Splunk Search

Accelerating searches over data with millions of logs

Path Finder

Hi,

Each day I receive millions of events of type "video_view". These logs are taken for hundreds of thousands of videos.

index="main"  action="video" | stats count as views by video_name |  sort -views | head 1000

index="main"  action="video" | stats dc(user) as views by video_name |  sort -views | head 1000

As you can see, we need to table both views and distinct user views with the video names. What is the best way to approach a very fast loading version of these?
We have previously gone with accelerated searches, but due to the massive amount of data (logs and different names of videos), this still takes minutes to load at times.

0 Karma

Super Champion

You should use summary indexing.

Here is a good document:

http://docs.splunk.com/Documentation/Splunk/6.0/Knowledge/Usesummaryindexing

Here is a video explaination:

http://www.splunk.com/view/SP-CAAACZW

0 Karma

SplunkTrust
SplunkTrust

I guess summary indexing will solve both your problem, with or without including time. Suppose your create a sumary index search with "index=main action=video | stats count by user,videoname " which will run hourly storing into main1h index, then using "index=main1h source='yoursummary index search name' | stats sum(count) as views by videoname | sort -views |head 1000" will serve your first requirement and "index=main1h source='yoursummary index search name' | stats dc(user) as views by video_name| sort -views |head 1000" will serve second.

0 Karma

Super Champion

I would create the summary index with table stats.

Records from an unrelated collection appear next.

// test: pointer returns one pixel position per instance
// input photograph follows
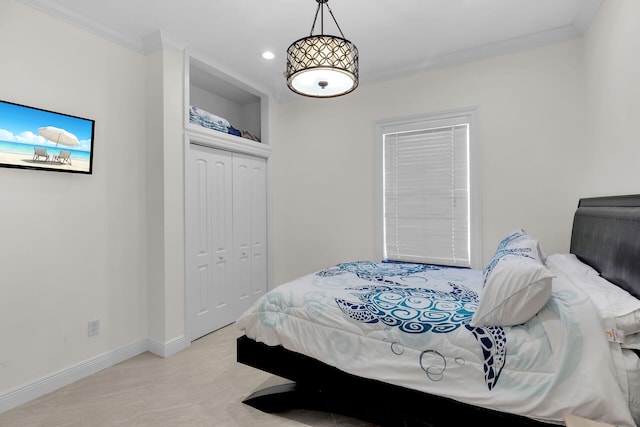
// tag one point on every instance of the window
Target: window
(427, 204)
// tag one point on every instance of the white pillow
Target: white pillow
(632, 365)
(611, 300)
(569, 263)
(517, 284)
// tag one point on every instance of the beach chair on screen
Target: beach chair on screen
(40, 152)
(63, 157)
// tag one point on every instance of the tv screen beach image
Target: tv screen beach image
(34, 138)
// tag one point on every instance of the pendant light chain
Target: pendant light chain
(323, 65)
(320, 10)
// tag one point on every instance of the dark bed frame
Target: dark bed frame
(605, 235)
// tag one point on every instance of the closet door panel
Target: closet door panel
(242, 231)
(258, 228)
(209, 221)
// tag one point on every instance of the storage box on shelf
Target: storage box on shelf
(219, 106)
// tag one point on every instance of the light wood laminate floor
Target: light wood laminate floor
(199, 386)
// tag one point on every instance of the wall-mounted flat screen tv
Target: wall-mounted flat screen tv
(33, 138)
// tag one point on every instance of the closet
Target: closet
(226, 190)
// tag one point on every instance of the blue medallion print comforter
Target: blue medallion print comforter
(408, 324)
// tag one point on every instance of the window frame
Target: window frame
(429, 120)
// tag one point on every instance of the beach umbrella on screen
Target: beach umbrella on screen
(59, 136)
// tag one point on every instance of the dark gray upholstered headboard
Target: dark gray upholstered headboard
(606, 235)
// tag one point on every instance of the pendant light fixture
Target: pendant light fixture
(322, 66)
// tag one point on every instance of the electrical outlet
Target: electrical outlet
(93, 328)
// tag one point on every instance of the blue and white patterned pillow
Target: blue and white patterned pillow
(517, 283)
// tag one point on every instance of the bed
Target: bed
(523, 342)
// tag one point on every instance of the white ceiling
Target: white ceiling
(394, 37)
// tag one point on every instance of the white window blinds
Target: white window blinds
(426, 197)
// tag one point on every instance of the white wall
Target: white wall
(531, 115)
(72, 247)
(612, 48)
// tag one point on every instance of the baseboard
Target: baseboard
(168, 348)
(27, 392)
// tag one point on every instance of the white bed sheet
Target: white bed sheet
(408, 324)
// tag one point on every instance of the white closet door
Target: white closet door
(258, 228)
(209, 219)
(249, 229)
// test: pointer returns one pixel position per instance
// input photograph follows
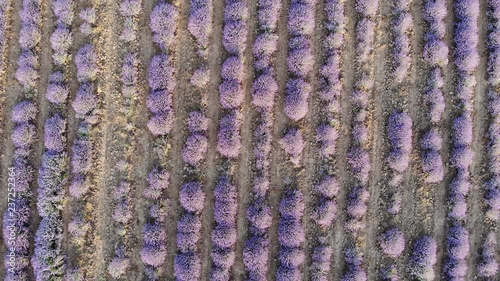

index="main" action="video" | table _time, action, user, video_name

It will be far faster to search the subset of data in the summary index then it would be searching the raw data.

0 Karma

Path Finder

How do you mean to include _time? I don't see how this would solve the problem at the moment

0 Karma

Super Champion

Include _time
I had the same problem with failed logon events with over a hundred million windows security events. It changed a searches that were basically impossible to ones that complete in seconds.

0 Karma

Path Finder

Summary indexing is certainly one solution to the first query.

However, if I were to use this for the latter then it would count a distinct user view once per time the summary index runs. So, if the index was run hourly then it would be counted up to 24 times in a report which is meant to show distinct video views over the last 24 hours. This should never be more than once, or it's not distinct.

Any idea to get around this? I've used summary indexes in the past but the same issue always arises when distinct user counts get involved

0 Karma